Null hypothesis: The proportion of smokers who underwent the sustained care program and left smoking after six months is equal to the proportion of smokers who underwent the standard care program and left smoking after six months.

$H_0:p_1=p_2$

Alternate hypothesis: The proportion of smokers who underwent the sustained care program and left smoking after six months is greater than the proportion of smokers who underwent the standard care program and quit smoking after six months.

$H_1:p_1>p_2$

Let $n_1$denote the sample size corresponding to the smokers who took the sustained care program.

Let $n_2$denote the sample size corresponding to the smokers who took the standard care program.

Assume that $x_1$and $x_2$are the number of smokers who left smoking after six months when they took the sustained care program and the standard care program, respectively.

Let${\hat{p}}_1$ be the sample success rate of the sustained care program.

Thus,

$$\begin{gathered} {\hat{p}}_1=\frac{x_1}{n_1} \\ =\frac{51}{198} \\ =0.258 \end{gathered}$$

$$\begin{gathered} {\hat{q}}_1=1-{\hat{p}}_1 \\ =0.742 \end{gathered}$$

Let ${\hat{p}}_2$be the sample success rate of the standard care program.

$$\begin{gathered} {\hat{p}}_2=\frac{x_2}{n_2} \\ =\frac{30}{199} \\ =0.151 \end{gathered}$$

$$\begin{gathered} {\hat{q}}_2=1-{\hat{p}}_2 \\ =0.849 \end{gathered}$$

The value of the pooled sample proportion is equal to:

$$\begin{gathered} \overline{p}=\frac{x_1+x_2}{n_1+n_2} \\ =\frac{51+30}{198+199} \\ =0.204 \end{gathered}$$

Hence,

$$\begin{gathered} \overline{q}=1-\overline{p} \\ =1-0.204 \\ =0.796 \end{gathered}$$

The test statistic is equal to:

$$\begin{gathered} z=\frac{\left({\hat{p}}_1-{\hat{p}}_2\right)-\left(p_1-p_2\right)}{\sqrt{\frac{\overline{p}\overline{q}}{n_1}+\frac{\overline{p}\overline{q}}{n_2}}} \\ =\frac{\left(0.258-0.151\right)-0}{\sqrt{\frac{\left(0.204\right)\left(0.796\right)}{198}+\frac{\left(0.204\right)\left(0.796\right)}{199}}} \\ =2.641 \end{gathered}$$

Referring to the standard normal distribution table, the critical value of z corresponding to for a right-tailed test is equal to 2.33.

Referring to the standard normal distribution table, the corresponding p-value is equal to 0.0041.

Here, the value of the test statistic is greater than the critical value, and the p-value is less than 0.01.

Therefore, reject the null hypothesis at a 0.01 significance level.

a.

There is sufficient evidence to support the claim that the success rateof the sustained care program is greater than the success rate of the standard care program.

If the level of significance for a two-tailed test is equal to 0.01, then the corresponding confidence level to construct the confidence interval is equal to 98%.

Hence, the level of significance $\left(\alpha \right)$for the confidence interval method is equal to 0.02.

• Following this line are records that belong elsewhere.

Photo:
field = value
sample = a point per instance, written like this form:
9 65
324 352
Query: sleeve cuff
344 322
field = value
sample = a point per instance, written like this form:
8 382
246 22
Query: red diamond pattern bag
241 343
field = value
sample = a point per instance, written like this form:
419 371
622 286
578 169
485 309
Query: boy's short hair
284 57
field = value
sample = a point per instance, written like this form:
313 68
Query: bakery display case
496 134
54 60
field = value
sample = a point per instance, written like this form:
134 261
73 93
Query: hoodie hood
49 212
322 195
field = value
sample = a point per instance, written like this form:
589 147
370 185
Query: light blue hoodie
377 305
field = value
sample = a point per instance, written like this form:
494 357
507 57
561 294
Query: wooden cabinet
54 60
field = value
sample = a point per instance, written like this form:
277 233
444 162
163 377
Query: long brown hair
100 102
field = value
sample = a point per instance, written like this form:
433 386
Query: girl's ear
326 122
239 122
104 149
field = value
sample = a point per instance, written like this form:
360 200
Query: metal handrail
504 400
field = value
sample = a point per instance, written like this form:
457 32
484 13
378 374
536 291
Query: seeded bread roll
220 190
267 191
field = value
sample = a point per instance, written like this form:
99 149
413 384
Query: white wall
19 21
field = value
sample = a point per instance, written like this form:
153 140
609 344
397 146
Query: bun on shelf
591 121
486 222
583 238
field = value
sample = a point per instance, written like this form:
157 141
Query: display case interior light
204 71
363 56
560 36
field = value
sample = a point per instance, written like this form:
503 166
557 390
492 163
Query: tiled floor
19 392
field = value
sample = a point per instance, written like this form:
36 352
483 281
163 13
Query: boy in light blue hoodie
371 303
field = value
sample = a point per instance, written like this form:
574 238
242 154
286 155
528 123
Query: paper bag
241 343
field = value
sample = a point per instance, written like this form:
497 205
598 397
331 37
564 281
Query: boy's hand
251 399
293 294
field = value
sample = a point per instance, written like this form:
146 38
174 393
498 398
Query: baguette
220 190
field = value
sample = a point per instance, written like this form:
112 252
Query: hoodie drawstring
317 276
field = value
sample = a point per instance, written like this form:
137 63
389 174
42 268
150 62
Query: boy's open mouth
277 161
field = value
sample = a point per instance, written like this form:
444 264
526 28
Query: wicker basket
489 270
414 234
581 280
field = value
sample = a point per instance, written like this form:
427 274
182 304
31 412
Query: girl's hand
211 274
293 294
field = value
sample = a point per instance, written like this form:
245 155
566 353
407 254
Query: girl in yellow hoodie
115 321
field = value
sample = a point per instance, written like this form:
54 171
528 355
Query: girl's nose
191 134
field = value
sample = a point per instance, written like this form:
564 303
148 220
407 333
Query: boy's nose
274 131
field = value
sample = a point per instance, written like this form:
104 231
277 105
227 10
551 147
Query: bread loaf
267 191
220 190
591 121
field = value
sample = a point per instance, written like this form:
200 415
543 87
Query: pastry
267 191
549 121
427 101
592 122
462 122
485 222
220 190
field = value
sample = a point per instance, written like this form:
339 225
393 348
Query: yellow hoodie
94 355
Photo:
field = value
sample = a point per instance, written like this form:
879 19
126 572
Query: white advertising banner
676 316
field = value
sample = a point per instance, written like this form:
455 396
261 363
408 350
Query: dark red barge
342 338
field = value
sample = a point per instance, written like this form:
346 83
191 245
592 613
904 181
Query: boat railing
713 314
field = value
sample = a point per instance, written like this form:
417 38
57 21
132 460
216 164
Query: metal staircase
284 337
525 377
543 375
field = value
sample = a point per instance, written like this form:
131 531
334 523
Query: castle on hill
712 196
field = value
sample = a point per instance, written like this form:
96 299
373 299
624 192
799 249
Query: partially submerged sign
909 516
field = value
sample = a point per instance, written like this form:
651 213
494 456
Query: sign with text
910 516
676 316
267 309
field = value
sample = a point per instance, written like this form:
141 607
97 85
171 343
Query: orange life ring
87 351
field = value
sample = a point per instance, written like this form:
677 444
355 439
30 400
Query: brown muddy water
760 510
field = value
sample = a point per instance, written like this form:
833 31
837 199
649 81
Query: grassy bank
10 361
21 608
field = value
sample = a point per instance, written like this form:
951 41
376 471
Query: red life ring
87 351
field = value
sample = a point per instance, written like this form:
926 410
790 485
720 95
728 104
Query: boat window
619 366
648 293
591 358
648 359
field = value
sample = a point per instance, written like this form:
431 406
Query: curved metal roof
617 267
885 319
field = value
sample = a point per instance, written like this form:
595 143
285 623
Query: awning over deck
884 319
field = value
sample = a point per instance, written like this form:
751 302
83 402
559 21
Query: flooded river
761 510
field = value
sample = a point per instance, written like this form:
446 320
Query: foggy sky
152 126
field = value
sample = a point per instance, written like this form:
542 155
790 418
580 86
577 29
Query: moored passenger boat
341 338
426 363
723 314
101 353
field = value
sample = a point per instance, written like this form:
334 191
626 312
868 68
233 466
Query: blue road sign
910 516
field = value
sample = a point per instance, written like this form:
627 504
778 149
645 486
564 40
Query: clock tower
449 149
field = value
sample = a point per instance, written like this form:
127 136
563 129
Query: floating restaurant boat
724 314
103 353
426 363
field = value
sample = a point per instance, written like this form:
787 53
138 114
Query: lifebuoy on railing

The expression of the confidence interval is as follows:

$\left({\hat{p}}_1-{\hat{p}}_2\right)-E<p_1-p_2<\left({\hat{p}}_1-{\hat{p}}_2\right)+E$

Here, E is the margin of error.

The value of the margin of error is computed as follows:

$$\begin{gathered} E=z_{\frac{\alpha }{2}}\sqrt{\frac{{\hat{p}}_1{\hat{q}}_1}{n_1}+\frac{{\hat{p}}_2{\hat{q}}_2}{n_2}} \\ =2.33\times \sqrt{\frac{\left(0.258\right)\left(0.742\right)}{198}+\frac{\left(0.151\right)\left(0.849\right)}{199}} \\ =0.0935 \end{gathered}$$

b.

Substituting the required values, the following confidence interval is obtained:

$$\begin{gathered} \left({\hat{p}}_1-{\hat{p}}_2\right)-E<p_1-p_2<\left({\hat{p}}_1-{\hat{p}}_2\right)+E \\ (0.258-0.151)-0.0935<p_1-p_2<(0.258-0.151)+0.0935 \\ 0.013<p_1-p_2<0.200 \end{gathered}$$

Thus, the 99% confidence interval is equal to (0.013, 0.200).

This confidence interval does not contain zero that means there is a significant difference between the two population proportions of smokers who left smoking after six months.

Therefore, the confidence interval suggests that there is sufficient evidence to support the claim that therate of success of the sustained care program is greater as compared to that of the standard care program.

c.

Here, the sample success rate of the sustained care program and the standard care program are 25.8% and 15.1%, respectively.

Thus, the success rate of the sustained care program appears to be greater than that of the standard care program.

The sustained care program gives better results and should be preferred over the standard care program.